Un renard jeune encor, quoique des plus madrés,
Vit le premier cheval qu’il eût vu de sa vie.
Il dit à certain loup, franc novice : Accourez,
Un animal paît dans nos prés.
Beau, grand, j’en ai la vue encor toute ravie.
Est-il plus fort que nous ? dit le loup en riant.
Fais-moi son portrait, je te prie.
Si j’étais quelque peintre ou quelque étudiant,
Repartit le renard, j’avancerais la joie
Que vous aurez en le voyant.
Mais venez.
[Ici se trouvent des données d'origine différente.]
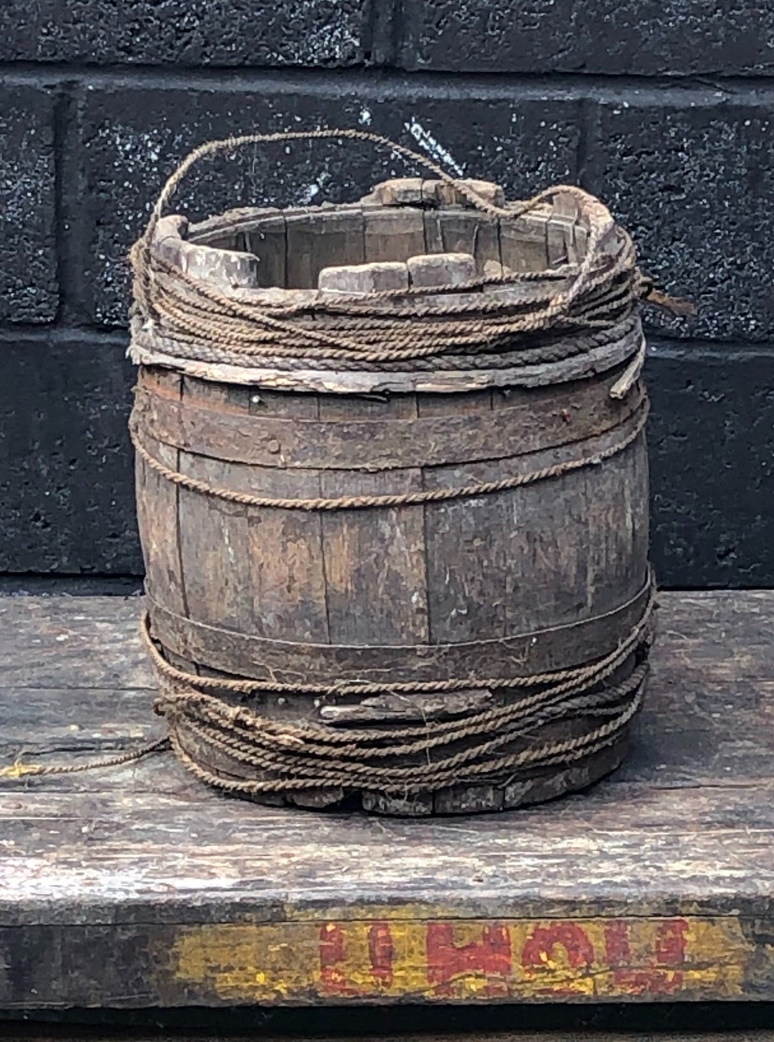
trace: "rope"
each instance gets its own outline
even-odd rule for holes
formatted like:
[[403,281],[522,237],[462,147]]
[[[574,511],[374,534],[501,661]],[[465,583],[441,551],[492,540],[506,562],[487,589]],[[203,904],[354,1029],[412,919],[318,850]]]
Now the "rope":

Que sait-on ? peut-être est-ce une proie
Que la fortune nous envoie.
Ils vont ; et le cheval, qu’à l’herbe on avait mis,
Assez peu curieux de semblables amis,
Fut presque sur le point d’enfiler la venelle[1].
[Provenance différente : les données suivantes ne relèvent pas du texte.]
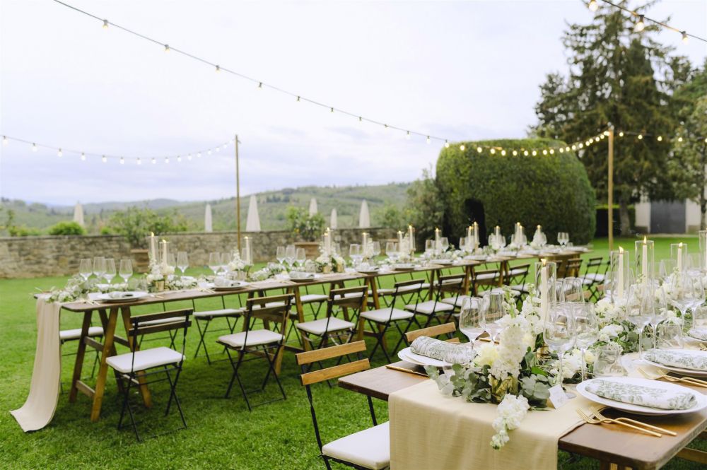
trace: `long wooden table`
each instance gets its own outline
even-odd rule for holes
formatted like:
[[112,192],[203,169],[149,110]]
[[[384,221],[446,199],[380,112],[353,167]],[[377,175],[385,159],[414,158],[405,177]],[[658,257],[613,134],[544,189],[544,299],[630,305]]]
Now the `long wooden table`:
[[[406,361],[392,365],[417,372],[421,368]],[[389,369],[385,366],[364,370],[339,379],[339,386],[369,396],[387,401],[390,394],[428,380],[426,377]],[[707,394],[707,388],[691,387]],[[677,433],[675,437],[664,435],[656,438],[641,433],[627,432],[613,425],[580,425],[562,436],[558,442],[560,450],[596,459],[601,468],[631,468],[634,470],[660,469],[674,457],[707,465],[707,452],[685,446],[694,439],[707,438],[707,410],[669,416],[640,416],[607,409],[602,414],[615,418],[626,416]]]

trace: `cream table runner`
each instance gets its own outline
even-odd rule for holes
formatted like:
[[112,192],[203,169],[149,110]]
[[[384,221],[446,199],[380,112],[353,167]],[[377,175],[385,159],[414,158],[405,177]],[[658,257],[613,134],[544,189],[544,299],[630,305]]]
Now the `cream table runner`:
[[390,469],[552,470],[558,440],[584,423],[575,410],[590,406],[578,395],[559,409],[529,411],[510,441],[494,450],[496,406],[445,396],[427,380],[389,398]]
[[10,411],[23,431],[42,429],[52,421],[59,402],[61,353],[59,315],[61,305],[37,300],[37,349],[30,394],[22,408]]

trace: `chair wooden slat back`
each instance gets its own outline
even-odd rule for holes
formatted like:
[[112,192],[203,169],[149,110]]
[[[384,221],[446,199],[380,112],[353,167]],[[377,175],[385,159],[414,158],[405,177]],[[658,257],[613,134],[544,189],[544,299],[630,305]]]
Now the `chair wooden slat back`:
[[422,328],[421,329],[416,329],[414,331],[408,331],[405,334],[405,337],[407,339],[407,341],[409,343],[411,343],[420,336],[430,336],[431,338],[434,338],[435,336],[438,336],[442,334],[454,333],[456,331],[457,327],[455,326],[454,322],[450,322],[443,324],[428,327],[427,328]]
Seigneur, dit le renard, vos humbles serviteurs
Apprendraient volontiers comment on vous appelle.
Le cheval, qui n’était dépourvu de cervelle,
Leur dit : Lisez mon nom, vous le pouvez, messieurs ;
Mon cordonnier l’a mis autour de ma semelle.
Le renard s’excusa sur son peu de savoir.
Mes parents, reprit-il, ne m’ont point fait instruire ;
Ils sont pauvres et n’ont qu’un trou pour tout avoir ;
Ceux du loup, gros messieurs, l’ont fait apprendre à lire.
Le loup, par ce discours flatté
S’approcha. Mais sa vanité
Lui coûta quatre dents : le cheval lui desserre[2]
Un coup ; et haut le pied. Voilà mon loup par terre ;
Mal en point, sanglant et gâté[3].
Frère, dit le renard, ceci nous justifie
Ce que m’ont dit des gens d’esprit :
Cet animal vous a sur la mâchoire écrit
Que de tout inconnu le sage se méfie.